I thought that Anna had gotten over her shyness. She has been telling me how much she likes school. And she often plays with a school friend who lives in our neighborhood. Gabrielle and Anna like to help me weed in the garden. Sometimes they ride trikes or play with their blocks and dolls. And Anna is delighted when she's invited to have lunch at Gabrielle's house. Occasionally, another child from their class or the neighborhood visits, and everything is fine.

But yesterday I realized that it's not always so fine. It was Gabrielle's birthday. When Anna and I arrived at the party, we saw 10 or 15 children running and shouting in the festively decorated basement. Some were bouncing balloons or having a tug-of-war with crepe paper. Anna took one look at that scene and backed away. She stood in the doorway for the longest time, until my coaxing brought her in. But even when the party got calmer and more organized, Anna didn't join any games. I asked myself why. She is so cheerful and talkative at home or when she plays alone with Gabrielle. I decided Anna must have just had a bad day. But this afternoon, the same thing happened. We went to the park, where there were many families that we know. I was pleased to have a chance to chat with friends, but Anna refused to join the other children, even though she knew most of them. My daughter played all by herself in the sandbox until it was time to go home. Why does she still avoid being with groups of children? Maybe the teacher can help me understand this.

Dr. Brodkin's Assessment

Some children take a long time to warm up to group play. Often, these are imaginative youngsters who, like Anna, are quite content to amuse themselves. They may be completely at ease with one or two good friends, but overwhelmed by a large group's noise and activity levels.

Children from small families and quiet homes may be particularly sensitive to the mayhem at big parties. But while Anna was the one who made her feelings known, there probably were others who also felt uncomfortable at Gabrielle's party. That's why the old formula-invite one more child than the age of the birthday boy or girl-is still a good one.

Anna is not ready to cope with the many sensations she experiences in a crowd. The sounds, movements, sights, and physical contact apparently overwhelm her. She will need a gradual introduction to group events.

What the Teacher Can Do

Anna should be allowed to play in her safe corner with only one friend at a time for at least a few weeks. Encouraging Gabrielle to join her was a good idea. Once she is as at ease playing with Gabrielle in school as she is at home, the teacher can bring one more child to join them. She should hold off on introducing Anna to larger-group experiences until she seems ready. In the meantime, activities such as snack time might be arranged with smaller groups. And if the teacher allows time for low-key group activities while Anna gains confidence, she is more likely to move on to more active group play.

What the Parent Can Do

Mrs. Linsel can be reassured about her daughter's developing social skills. Happily, she does make friends and enjoy them. It's just that she needs time and a gradual introduction to the many stimuli involved in large-group events. An occasional game of musical chairs with Gabrielle and just one other child may help.
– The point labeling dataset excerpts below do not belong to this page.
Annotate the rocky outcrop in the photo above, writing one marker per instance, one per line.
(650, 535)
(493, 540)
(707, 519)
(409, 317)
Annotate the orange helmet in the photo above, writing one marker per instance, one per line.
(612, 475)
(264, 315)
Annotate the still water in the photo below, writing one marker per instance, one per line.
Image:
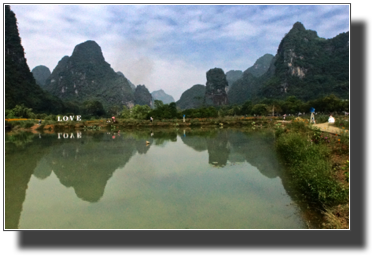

Mrs. Linsel should be patient and continue to encourage Anna's friendship with Gabrielle. The more time Anna spends with one or two familiar children, the more at ease she will be with others. It's fine for Anna to play quiet games that she likes. She'll grow into more exuberant activity at her own rate. With her parents' and teacher's gentle guidance, she will eventually discover that group play can be another one of life's real pleasures.